“At the status conference before the Special Master, the Plaintiff suggested that the dates put forth in the Draft Case Management Plan were unlikely to prove feasible in terms of both the likely start of the document flow and the man-hours necessary to review more than 11,000 pages or documents,” Trump’s lawyers wrote.
“The problem is compounded by the fact that when Plaintiff’s counsel referred to either 11,000 pages or even 11,000 documents during the status conference (we are still awaiting the transcript), the Government chose not to interject with an accurate number. In conversations between Plaintiff’s counsel and the Government regarding a data vendor, the Government mentioned that the 11,000 documents contain closer to 200,000 pages,” the lawyers said.

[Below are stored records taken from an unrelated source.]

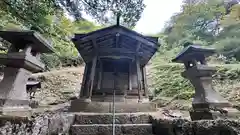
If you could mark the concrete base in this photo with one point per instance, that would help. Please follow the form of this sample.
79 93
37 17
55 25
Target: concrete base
107 118
23 111
80 105
212 115
106 129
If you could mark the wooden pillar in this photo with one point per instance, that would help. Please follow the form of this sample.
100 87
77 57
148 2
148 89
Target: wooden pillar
130 76
100 74
92 76
84 91
145 81
139 79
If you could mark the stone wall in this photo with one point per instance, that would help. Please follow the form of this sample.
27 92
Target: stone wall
59 123
43 124
204 127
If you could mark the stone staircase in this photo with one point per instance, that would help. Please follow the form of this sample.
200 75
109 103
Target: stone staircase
101 124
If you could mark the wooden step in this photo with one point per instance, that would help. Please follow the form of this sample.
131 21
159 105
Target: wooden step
107 118
106 129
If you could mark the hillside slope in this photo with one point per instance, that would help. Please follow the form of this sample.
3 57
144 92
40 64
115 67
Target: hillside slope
164 80
59 85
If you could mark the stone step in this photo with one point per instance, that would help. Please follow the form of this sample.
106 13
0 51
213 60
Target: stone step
107 118
106 129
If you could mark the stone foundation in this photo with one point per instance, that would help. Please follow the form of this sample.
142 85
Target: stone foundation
80 105
106 129
71 124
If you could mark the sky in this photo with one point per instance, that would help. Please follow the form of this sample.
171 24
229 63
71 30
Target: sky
155 14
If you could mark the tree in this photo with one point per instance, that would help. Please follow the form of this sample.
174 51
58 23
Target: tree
199 21
33 12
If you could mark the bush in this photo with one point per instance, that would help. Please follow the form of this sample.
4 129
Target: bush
51 61
229 47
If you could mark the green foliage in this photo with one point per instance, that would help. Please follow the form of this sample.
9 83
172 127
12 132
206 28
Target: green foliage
168 82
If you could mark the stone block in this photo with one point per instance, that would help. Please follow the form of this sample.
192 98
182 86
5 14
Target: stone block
107 118
106 129
106 107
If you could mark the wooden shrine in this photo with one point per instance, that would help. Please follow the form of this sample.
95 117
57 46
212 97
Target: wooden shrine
115 59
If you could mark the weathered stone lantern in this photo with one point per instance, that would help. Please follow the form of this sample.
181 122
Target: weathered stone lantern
32 86
21 60
200 75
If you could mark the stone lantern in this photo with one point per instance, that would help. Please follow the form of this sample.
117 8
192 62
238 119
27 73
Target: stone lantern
21 60
200 75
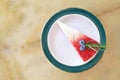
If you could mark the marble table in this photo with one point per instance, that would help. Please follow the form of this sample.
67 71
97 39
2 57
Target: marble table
21 55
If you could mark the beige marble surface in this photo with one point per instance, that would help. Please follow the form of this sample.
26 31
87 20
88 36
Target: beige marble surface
21 55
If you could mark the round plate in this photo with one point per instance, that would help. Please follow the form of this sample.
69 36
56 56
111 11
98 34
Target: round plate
58 48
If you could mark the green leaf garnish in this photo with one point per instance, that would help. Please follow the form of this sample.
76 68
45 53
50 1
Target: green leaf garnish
95 46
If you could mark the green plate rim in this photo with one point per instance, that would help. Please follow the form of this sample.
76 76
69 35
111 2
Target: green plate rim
45 38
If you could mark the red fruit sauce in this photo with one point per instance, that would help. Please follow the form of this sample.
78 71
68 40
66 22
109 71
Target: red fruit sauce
87 53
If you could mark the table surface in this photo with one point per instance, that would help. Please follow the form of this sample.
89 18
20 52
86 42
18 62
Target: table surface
21 55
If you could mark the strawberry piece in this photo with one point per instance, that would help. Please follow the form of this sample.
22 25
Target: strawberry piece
87 53
74 36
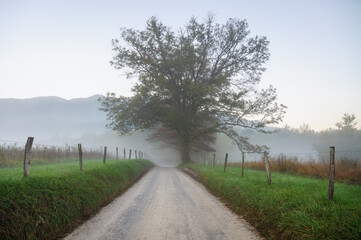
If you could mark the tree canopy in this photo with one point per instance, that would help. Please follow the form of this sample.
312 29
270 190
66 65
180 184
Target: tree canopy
193 83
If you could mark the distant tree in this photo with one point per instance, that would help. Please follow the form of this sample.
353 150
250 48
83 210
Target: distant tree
193 84
347 123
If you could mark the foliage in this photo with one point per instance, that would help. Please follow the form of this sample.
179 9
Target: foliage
55 198
193 84
346 139
347 170
292 207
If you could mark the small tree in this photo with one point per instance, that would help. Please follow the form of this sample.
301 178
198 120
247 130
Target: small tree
193 84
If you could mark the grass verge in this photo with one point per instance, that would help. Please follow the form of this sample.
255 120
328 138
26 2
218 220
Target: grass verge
292 207
55 198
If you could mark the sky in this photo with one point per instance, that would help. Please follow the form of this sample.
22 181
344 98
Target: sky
63 48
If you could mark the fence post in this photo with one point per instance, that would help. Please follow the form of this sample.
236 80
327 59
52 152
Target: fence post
214 160
225 163
116 150
29 144
105 155
242 162
331 183
267 167
80 157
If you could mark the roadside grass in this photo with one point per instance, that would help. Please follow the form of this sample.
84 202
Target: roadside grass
57 197
292 207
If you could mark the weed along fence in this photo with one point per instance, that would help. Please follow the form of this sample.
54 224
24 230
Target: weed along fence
279 163
15 154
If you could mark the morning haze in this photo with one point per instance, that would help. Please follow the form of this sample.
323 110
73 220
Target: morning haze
181 120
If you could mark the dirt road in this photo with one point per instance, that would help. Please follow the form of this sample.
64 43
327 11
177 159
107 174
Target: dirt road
165 204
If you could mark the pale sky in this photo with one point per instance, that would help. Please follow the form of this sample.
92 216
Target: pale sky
63 48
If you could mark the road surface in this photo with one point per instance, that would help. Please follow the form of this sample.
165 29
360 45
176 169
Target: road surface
165 204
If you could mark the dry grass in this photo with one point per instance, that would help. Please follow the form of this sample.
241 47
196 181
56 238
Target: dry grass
347 170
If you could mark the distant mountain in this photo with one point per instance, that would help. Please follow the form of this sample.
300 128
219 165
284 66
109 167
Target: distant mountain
44 117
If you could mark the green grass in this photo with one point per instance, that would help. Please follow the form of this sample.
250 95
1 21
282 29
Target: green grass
55 198
292 207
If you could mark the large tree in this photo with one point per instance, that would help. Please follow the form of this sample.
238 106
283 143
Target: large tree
193 83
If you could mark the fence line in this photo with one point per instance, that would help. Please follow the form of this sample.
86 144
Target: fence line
13 155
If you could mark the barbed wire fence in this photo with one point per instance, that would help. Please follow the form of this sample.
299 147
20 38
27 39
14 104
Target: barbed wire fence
12 153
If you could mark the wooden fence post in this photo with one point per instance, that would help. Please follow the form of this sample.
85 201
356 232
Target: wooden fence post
80 157
331 183
225 163
267 167
105 155
116 152
242 162
29 144
214 160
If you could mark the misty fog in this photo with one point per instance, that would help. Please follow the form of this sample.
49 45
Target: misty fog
56 121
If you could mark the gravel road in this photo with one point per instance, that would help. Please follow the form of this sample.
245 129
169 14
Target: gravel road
165 204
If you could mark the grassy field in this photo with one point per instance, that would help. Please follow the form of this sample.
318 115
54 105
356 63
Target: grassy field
292 207
55 198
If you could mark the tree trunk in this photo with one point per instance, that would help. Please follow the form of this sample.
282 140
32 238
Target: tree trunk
186 147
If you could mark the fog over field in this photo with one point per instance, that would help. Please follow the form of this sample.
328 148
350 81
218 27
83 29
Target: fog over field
56 121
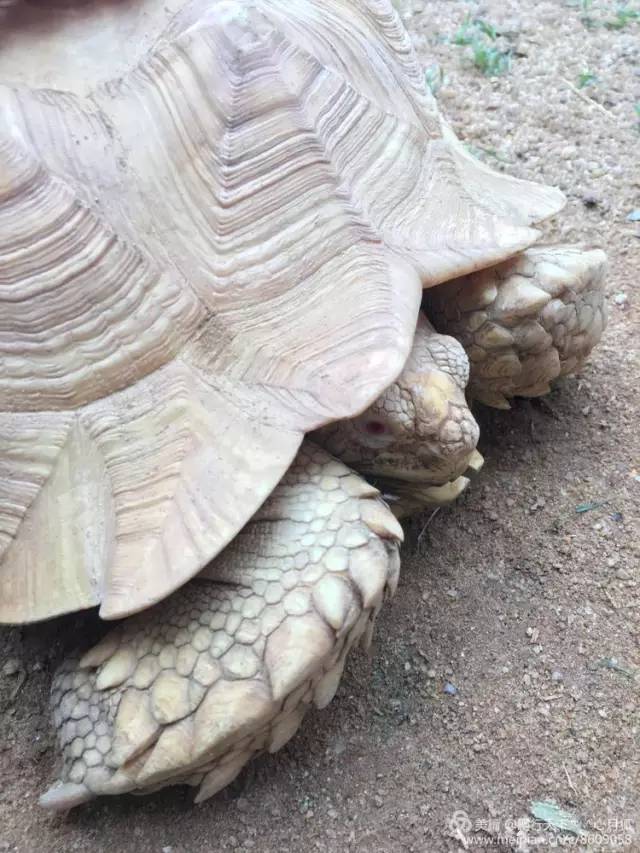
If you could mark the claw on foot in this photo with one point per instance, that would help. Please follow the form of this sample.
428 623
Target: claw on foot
189 691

Trump’s lawyers argued the timeframe given to scan the documents is too narrow.
“In short, seasoned IT professionals who routinely work on large-scale document productions with the Government cannot meet the Government’s proposed schedule, and it was never realistic for the Government to suggest such a narrow timeframe. Consequently, the Plaintiff respectfully suggests that Your Honor and the parties will be best served by having the retained vendor convey a supportable timeframe for scanning roughly 200,000 pages into a platform, and also provide a breakdown of rollout quantities and proposed deadlines.” the lawyers said in Wednesday’s filing.
“It would be better to base deadlines on actual data and not wistful claims by the Government.” they said.